TGFß1-responsive long non-coding RNAs lncFIB#10 and #11 represent promising antifibrotic targets for the treatment of cardiac fibrosis

Pathological cardiac remodeling and subsequent heart failure (HF) largely contribute to disease-related mortality in the world. Cardiac fibrosis (CF) is characterized as excessive extracellular matrix deposition, which is associated with mechanical stiffness and cardiac dysfunction - key components of the pathological remodelling process leading to HF development. This process is closely linked to the induction and activation of transforming growth factor beta 1 (TGFβ1) which plays a pivotal role in fibroblast activation. Despite numerous improvements in pharmacological treatment strategies, the prospects of cure for patients with advanced HF derived from CF remain poor, which indicates the urgent need for innovative therapeutic strategies specifically targeting CF. 

Long non-coding RNAs (lncRNAs) represent promising therapeutic targets as they have already been proven to be involved in the progression of various diseases, including cardiovascular diseases. In this project, downstream effectors of TGFβ1 signaling in human cardiac fibroblasts (HCFs) were identified using a data mining approach based on a large patient cohort. First, 15 highly dysregulated lncRNAs were identified after TGFβ1 stimulation and after in vitro validation of expression and TGFβ1-responsiveness, two candidates were selected for further analysis: lncFIB#10 and lncFIB#11. 

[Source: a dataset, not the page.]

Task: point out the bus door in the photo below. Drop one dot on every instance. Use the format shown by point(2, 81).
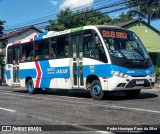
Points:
point(15, 57)
point(77, 61)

In order to test the antifibrotic effects of both lncRNAs, specific knockdown (KD) experiments were performed in HCFs combined with TGFß1 stimulation. Encouragingly, both, inhibition of lncFIB#10 and #11 significantly reduced expression of fibrosis-related markers at mRNA and protein level. Additionally, an impaired proliferation and migratory ability was observed after KD in primary HCFs derived from various donor patients. Based on these promising results, we proceeded with transcriptome analysis to elucidate the signaling roles of lncFIB#10 and #11. To this end, bulk RNA sequencing was conducted in HCFs treated with TGFβ1 in combination with transfection of lncRNA-specific GapmeRs. KEGG pathway analysis revealed an association of both lncRNAs with fibrosis-related pathways. Moreover, the translational potential of lncFIB#11 inhibition was further investigated in human engineered heart tissues (EHTs), representing a well-established multicellular 3D cardiac model that reflects the complexity of the in vivo heart. EHTs consisting of human induced pluripotent stem cell-derived cardiac fibroblasts and cardiomyocytes were utilized and transfected with GapmeR #11 upon TGFβ1 stimulation. Successful inhibition of lncFIB#11 and induction of a fibrotic response following TGFβ1 stimulation was confirmed, as evidenced by a significant upregulation of the fibrosis markers POSTN, COL1A1 and MMP2. Interestingly, lncFIB#11 reduction effectively abolished the fibrotic response confirming the antifibrotic potential of this candidate. Furthermore, significant improvements in various contractile parameters were observed upon lncFIB#11 KD, including force enhancement and increased fractional shortening as well as a reduced relaxation time and time to peak properties, indicating cardioprotective effects of lncFIB#11 inhibition.

Summarizing these results, specific KD of the TGFβ1-induced lncRNAs lncFIB#10 and #11 suppressed the major hallmarks of cardiac fibrosis in HCFs and EHTs and therefore, both lncRNAs represent promising targets for the treatment of CF, which strongly warrants further investigations.